Linky : les sources de résistance
Pour trouver les sources de résistance au compteur Linky, nous avons analysé près de 500 comptes rendus de conseils municipaux et arrêtés pris pour retarder ou empêcher le déploiement du compteur dans les territoires. Nos résultats montrent qu’en plus de considérer qu’il n’apporte aucun bénéfice, les agents perçoivent le compteur comme une source de risques très divers.
Une analyse de clusters montre une typologie de 5 types de mairies résistantes qui soulignent chacune des raisons très différentes pour refuser ou au moins retarder le déploiement des compteurs sur leur territoire.
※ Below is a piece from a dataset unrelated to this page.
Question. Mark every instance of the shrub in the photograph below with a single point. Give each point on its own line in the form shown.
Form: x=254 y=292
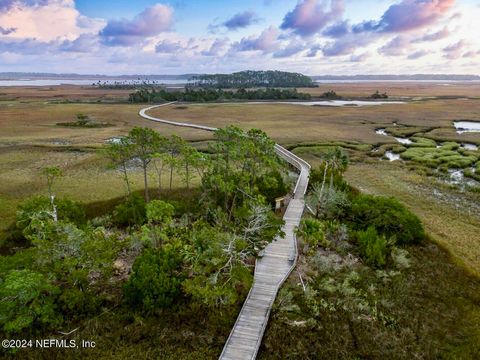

Les arguments développés portent sur les caractéristiques du nouveau compteur (durée de vie, émission d’ondes) mais aussi sur les risques liés à un déploiement contesté. Les argumentations donnent lieu à des formes de résistances qui vont de la demande d’un moratoire à l’interdiction du déploiement.
Ainsi, certaines mairies se focalisent sur des arguments écologiques liés au remplacement de plusieurs dizaines de millions de compteurs par des nouveaux, dont la durée de vie est potentiellement trois fois moins élevée, certaines mettent l’accent sur les risques perçus (risque d’incendie, risque lié aux ondes ou encore risque lié à une utilisation malintentionnée des données collectées), certaines insistent sur les problèmes d’ordre public, liés à un déploiement non accepté par les ménages, certaines appuient sur le fait que le remplacement des compteurs doit être du ressort des mairies elles-mêmes, et enfin les dernières mobilisent l’ensemble de ces arguments et insistent sur l’absence de bénéfices offerts par les nouveaux compteurs pour l’utilisateur final.
Les formes de résistances les plus prononcées sont portées par les mairies qui invoquent la propriété des compteurs et interdisent ainsi par arrêté municipal le déploiement des compteurs sur leur territoire. Cet exemple, parmi d’autres, montre que la recherche sur l’innovation ne peut s’exempter d’une analyse fine des perceptions et des comportements des consommateurs, au risque de devoir faire face à des résistances très importantes, et ce quelle que soit la qualité de la prouesse technologique mise en œuvre du côté de l’ingénierie.